I hope whatever you are being challenged by softens for you, too, even as you read this. (If you are like me, it is the turning toward myself with a more tender heart that can do the trick. May you each have an ease in this turning toward that I am not always able to find!) Thank you for reading my blog and for waiting for me. I believe I still owe you a song, too. :)
Wishing you all good things, my dear readers. Happy Beltane. Happy May Day. Happy turning of our world.
My Turning World (63)
Tonight my eyes are getting heavy and my heart lighter. It’s the first day of my month, the eve of my birthday, the ending of my year of blogging and this last week or so of crazed posting before I turn sixty-four. Like other important eves of the year, this one has me looking back. My last birthday was hard. It was harder to be connected to myself than it is now.
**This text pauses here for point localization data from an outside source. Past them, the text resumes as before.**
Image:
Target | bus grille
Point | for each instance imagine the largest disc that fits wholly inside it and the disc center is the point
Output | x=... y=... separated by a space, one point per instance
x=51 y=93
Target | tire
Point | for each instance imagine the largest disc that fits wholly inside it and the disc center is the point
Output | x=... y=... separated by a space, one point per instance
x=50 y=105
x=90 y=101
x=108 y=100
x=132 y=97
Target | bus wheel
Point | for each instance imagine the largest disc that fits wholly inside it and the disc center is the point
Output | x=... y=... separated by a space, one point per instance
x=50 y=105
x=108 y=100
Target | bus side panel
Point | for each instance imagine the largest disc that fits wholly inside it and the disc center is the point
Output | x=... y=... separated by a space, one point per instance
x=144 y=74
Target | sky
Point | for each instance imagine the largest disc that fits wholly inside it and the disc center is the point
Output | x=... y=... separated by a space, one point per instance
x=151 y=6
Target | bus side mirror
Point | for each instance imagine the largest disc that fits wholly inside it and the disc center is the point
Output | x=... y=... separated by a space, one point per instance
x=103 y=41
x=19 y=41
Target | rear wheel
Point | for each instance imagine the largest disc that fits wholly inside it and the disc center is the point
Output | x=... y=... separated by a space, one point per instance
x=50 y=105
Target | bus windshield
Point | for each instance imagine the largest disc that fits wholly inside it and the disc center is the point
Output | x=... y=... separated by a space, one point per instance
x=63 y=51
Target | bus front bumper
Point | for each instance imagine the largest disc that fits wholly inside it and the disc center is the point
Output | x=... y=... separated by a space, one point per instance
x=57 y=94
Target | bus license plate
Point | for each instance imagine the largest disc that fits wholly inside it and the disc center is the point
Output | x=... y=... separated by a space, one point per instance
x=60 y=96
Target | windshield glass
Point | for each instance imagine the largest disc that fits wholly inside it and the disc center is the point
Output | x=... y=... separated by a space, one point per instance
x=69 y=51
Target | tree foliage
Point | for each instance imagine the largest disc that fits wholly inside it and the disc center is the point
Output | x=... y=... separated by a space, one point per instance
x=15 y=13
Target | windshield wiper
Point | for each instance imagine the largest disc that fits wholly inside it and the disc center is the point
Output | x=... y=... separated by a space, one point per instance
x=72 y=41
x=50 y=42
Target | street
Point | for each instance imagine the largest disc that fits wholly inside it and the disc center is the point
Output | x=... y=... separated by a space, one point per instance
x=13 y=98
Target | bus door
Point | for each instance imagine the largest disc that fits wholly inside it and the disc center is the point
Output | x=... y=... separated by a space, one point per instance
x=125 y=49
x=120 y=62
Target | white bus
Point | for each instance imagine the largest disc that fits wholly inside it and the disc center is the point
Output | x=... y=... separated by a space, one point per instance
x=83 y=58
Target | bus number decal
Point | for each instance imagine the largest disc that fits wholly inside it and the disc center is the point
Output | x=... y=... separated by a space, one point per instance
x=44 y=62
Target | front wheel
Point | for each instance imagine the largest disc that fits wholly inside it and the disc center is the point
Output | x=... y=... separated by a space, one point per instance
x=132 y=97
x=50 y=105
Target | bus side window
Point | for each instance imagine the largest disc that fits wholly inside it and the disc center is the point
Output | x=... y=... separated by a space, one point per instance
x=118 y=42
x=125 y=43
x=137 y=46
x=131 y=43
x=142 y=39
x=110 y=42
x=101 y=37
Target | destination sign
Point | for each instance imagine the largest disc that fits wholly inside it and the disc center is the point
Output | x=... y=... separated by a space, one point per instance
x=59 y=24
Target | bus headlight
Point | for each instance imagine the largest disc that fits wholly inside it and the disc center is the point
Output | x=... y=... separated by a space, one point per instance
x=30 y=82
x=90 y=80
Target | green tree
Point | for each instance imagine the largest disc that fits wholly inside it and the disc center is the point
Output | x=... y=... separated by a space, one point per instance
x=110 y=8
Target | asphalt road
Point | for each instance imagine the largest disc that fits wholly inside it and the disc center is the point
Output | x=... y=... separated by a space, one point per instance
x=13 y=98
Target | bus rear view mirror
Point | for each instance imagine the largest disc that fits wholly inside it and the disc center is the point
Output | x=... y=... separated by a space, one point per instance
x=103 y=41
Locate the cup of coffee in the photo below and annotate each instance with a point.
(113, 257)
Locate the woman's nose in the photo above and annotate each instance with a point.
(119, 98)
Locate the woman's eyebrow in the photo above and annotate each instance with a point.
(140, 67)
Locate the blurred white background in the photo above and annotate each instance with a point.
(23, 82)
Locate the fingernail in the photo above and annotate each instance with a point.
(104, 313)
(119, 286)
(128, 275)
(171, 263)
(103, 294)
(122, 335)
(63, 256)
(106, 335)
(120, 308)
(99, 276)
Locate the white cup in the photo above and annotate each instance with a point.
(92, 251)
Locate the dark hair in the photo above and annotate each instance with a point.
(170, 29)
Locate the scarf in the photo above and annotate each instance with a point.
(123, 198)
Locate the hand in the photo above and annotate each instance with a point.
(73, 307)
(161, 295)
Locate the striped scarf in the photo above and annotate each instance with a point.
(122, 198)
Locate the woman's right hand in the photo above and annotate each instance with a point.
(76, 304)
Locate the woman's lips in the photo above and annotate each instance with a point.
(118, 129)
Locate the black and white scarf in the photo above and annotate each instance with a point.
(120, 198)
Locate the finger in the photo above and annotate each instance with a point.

And I was completely cut off from my own home, but now I am tethered to it again, and the song of my white-crowned sparrows and the young mama hummingbird taking a bath and the new generation of lizards there in my courtyard are all part of the fabric of me again even though I am still living away from them. Now I get to visit. I get to know they don’t all think I’ve abandoned them anymore. And now I have lizard friends here, too, and my red-tailed hawk family, my two ravens and the Cooper’s hawk. I even have my mother’s white-crowned sparrows here, though they never serenade in the same way. Tonight I feel a little silly for not being able to let go of it but so glad, too, that I did not abandon my blog after all. And I feel hopeful for the year to come. And grateful, always, for each of you, coming by to read my workāand caring.
All We Carry (62)
I listen to my white-crowned sparrows singing for a long time. And I let some of the tension seep out of me. I remember I learned how to stay in bed here in the mornings because of my much-loved boy cat when he was dying, and I made small beds for him beside me on this bed, complete with heating pads that cold December. I think about his gift to me (best view of all) and about all I have weighing on me now. I think of my closest friends and all they have undergone, all they are holding now. I think about the people in Ukraine and all they carry. I think about how we all hold all these hard things and all this love and even joy in the midst of it all. I cry with the bigness of it all, good, clean tears, the white-crowned sparrows singing for me on the cinderblock wall across my little road this morning, all this tenderness for what dear creatures we all are, with our fleeting lives in this always changing world.